Bass meets brass in this 2014 collaboration between Australian house DJ and producer Timmy Trumpet, and Kiwi rapper Savage. Having previously tasted international chart success with his single 'Swing', Savage contributes vocals and lyrics to Trumpet's track. The result topped the charts in New Zealand — it won Highest Selling Single at the 2015 NZ Music Awards — made it to three in Australia, and won attention in Europe. The video is a sweaty record of the song being performed live at Adelaide’s HQ nightclub, with strobes flashing over the pumping throngs.
This episode of the Prime profile series follows a day in the life of driver Greg Murphy. The motorsport idol cycles to work — the Adelaide first round of the 2005 V8 Supercar series. There he adjusts to a new team after his 2004 Bathurst 1000 victory (the fourth time he's won the touring car race seen as the pinnacle of Australian motorsport). The down-to-earth Holden pinup charms sponsors and fans; discusses being an honorary Aussie; defends motor-racing as a sport; and when Murphy's gear-box blows it underlines his appreciation of success borne from struggle.

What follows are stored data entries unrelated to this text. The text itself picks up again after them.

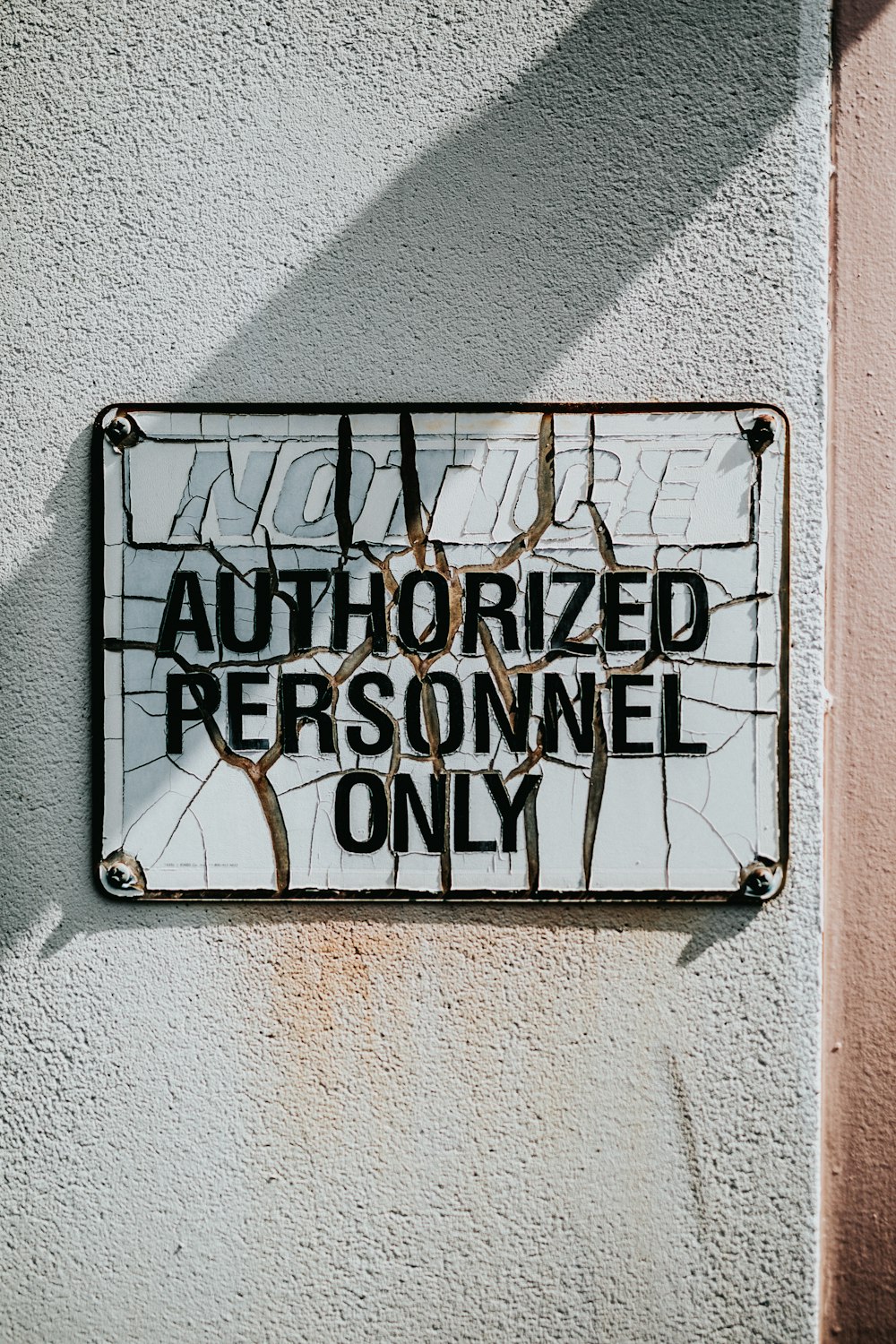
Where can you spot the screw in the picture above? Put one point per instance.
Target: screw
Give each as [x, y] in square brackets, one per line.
[120, 429]
[762, 879]
[123, 874]
[761, 435]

Opera in the Outback offers a wry, fly on the wall view of the lead-up to a most unusual event: the first concert by Kiri Te Kanawa in the Australian outback. Kiwi director Stephen Latty and writer Michael Heath realise the people are the story, from affable locals to those preparing for 9000 joyful, sometimes drunken arrivals. The inhabitants of Beltana — population roughly 12 — risk building a new racetrack for visitors less operatically inclined, while Australian National Railways send all the rolling stock they can. Some of the Kiwi film crew were awake for 52 hours, trying to capture it all.
The W Three Show (aka 'W3') was a quiz show for intermediate school children that took its name from the first letter of the questions asked: What, Which, Who, Where or When. Lockwood Smith (future Speaker of the House) was the first quizmaster – he was completing his doctorate in Adelaide at the time and was flown over to do the show. NZ’s grand old man of quiz shows, Selwyn Toogood, and Peter Hawes took over from Smith from the fourth series, while original scorer Annie Whittle dropped out after the first and was replaced by radio broadcaster Relda Familton.
Actor Dean O’Gorman won his first lead role in a movie with Bonjour Timothy aged only 17. Soon after he joined the cast of Shortland Street, before appearing in a long list of international and local TV dramas including Young Hercules, McLeod’s Daughters and The Almighty Johnsons.
Award-winning scribe Gavin Strawhan is one of the most experienced screenwriters working in New Zealand television. His extended resume includes writing for, and helping create TV shows Nothing Trivial, Filthy Rich, Jackson's Wharf, Mercy Peak, Burying Brian, kidult hit Being Eve, Kaitangata Twitch and futuristic thriller This is Not My Life. He also co-wrote 2010 feature film Matariki.
A pioneer of the commercial use of 16mm film in post-war New Zealand, Robert Steele is arguably a lost name in the local screen industry. A portrait photographer who was making amateur films in 1930, he spent several years in his native Australia before returning to NZ for good in 1937. Steele screened his films at workplaces and trade fairs, and was a major producer of commercials in the first decade of Kiwi television.
Producer Bridget Ikin has made a habit of championing Antipodean women filmmakers with original visions, from Alison Maclean (Kitchen Sink) to Jane Campion (An Angel at My Table) and Australian Sarah Watt (Look Both Ways). Since leaving New Zealand in the early 1990s, Ikin has been influential in Australian television and film, including programming public broadcasting network SBS.
Bruce Phillips’ long stage career encompasses six acting awards, directing, and a “brilliantly funny” starring role as Uncle Vanya. On-screen, his CV runs to more than 30 roles, including playing fighter pilot Richard Dalgleish on TV series Country GP, a womanising dentist on Roger Hall comedy Neighbourhood Watch, and Prime Minister Geoffrey Palmer in 1994 miniseries Fallout.
Hutt Valley-raised actor Cameron Rhodes has had an award-winning stage career, including starring as Cyrano de Bergerac in Adelaide and touring NZ in A Midsummer Night’s Dream. Aside from theatre and coaching work he has also done his share of screen roles, including an award-nominated turn in I’m Not Harry Jenson, the evil Prince John in NZ-shot adventure series Dark Knight, and the counsellor in 2014 hit Housebound.